Alors je l’installe dans un fauteuil canné et je l’y attache avec les ficelles du rideau.
Puis j’examine le contenu du coffre. Il renferme des papelards qui n’ont de la valeur que pour l’entreprise : des factures, des bons de commande, des devis…
C’est pas là-dedans que je raclerai suffisamment d’auber pour prendre ma retraite.
Fichtre non !
Je vois une chemise en bristol vert, posée à terre, devant le coffre. C’est elle que Masset regardait lorsque je suis entré.

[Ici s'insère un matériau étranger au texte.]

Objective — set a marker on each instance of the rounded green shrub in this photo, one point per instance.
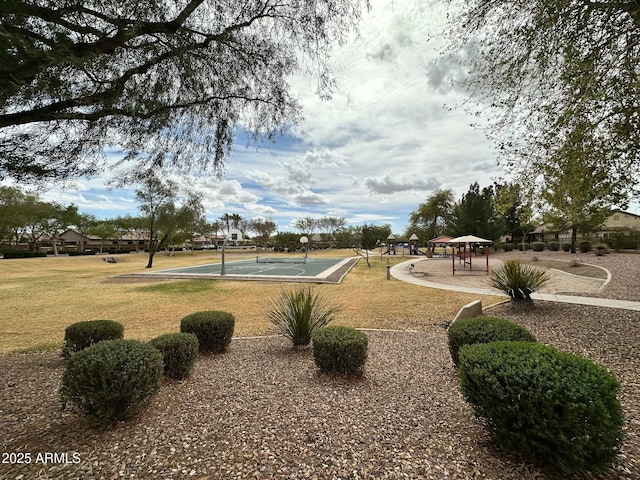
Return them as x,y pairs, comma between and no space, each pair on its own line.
338,349
584,247
81,335
467,331
537,246
213,328
179,353
112,380
553,407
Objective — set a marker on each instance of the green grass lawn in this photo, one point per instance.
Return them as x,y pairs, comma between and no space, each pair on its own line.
40,297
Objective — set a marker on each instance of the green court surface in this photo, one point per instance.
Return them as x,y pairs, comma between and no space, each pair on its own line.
324,270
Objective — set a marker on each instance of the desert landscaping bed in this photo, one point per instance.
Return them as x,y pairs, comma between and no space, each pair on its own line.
262,410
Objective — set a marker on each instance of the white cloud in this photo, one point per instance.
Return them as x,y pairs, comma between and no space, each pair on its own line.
371,154
388,185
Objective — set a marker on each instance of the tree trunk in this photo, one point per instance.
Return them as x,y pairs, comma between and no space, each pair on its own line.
150,262
574,236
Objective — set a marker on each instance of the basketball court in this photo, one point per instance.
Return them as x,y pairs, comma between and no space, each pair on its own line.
286,269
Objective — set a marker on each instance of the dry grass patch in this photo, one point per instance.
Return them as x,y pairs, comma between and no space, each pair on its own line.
40,297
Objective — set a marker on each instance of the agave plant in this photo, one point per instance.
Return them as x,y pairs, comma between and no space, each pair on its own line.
299,312
517,280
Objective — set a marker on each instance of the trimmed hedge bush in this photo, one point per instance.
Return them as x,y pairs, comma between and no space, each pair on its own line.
559,409
213,328
112,380
179,353
338,349
537,246
467,331
81,335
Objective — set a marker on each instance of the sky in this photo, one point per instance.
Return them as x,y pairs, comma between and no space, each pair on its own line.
380,147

Je l’ouvre. Cette chemise ne contient qu’un papier. Sur ce papier, il y a, écrit à la main, d’une écriture inculte :
Masset,
Je me permets de vous rappeler ma petite note de lundi dernier. L’argent doit être expédié par mandat à mon nom, poste restante, bureau 118.
Vous êtes prié de ne pas l’oublier, car je serais obligé de vous rafraîchir la mémoire…
Charles G.
Cette babillarde ressemble plus à une lettre de menaces voilées qu’à une lettre d’amour.
Je m’approche de Masset en la tenant à la main. Justement, ce locdu reprend ses esprits.
— Dites voir, bonhomme, je lui fais, vous avez de la correspondance plutôt bizarre. Franchement, vous m’avez l’air d’un curieux commerçant…
Je le regarde.
— Et puis par-dessus le marché, votre gueule ne me revient pas…
Je le chope par la tignasse et tout en lui tenant la tête raide je le soufflette en va-et-vient.
Bientôt le sang se met à pisser par ses narines et son nez est large comme un chou-fleur. Ses lèvres se tuméfient, ses paupières gonflent…
— T’es moins ronflant, je lui dis. Si tu te voyais, Masset, tu te reconnaîtrais pas, on serait obligé de refaire les présentations…
Je rigole…
— Et alors, tu vas ouvrir ton gentil clapet et me bonnir tout ce que je te demanderai. Primo, ma bonne vieille question des grands jours : qui est la môme Sophie ?…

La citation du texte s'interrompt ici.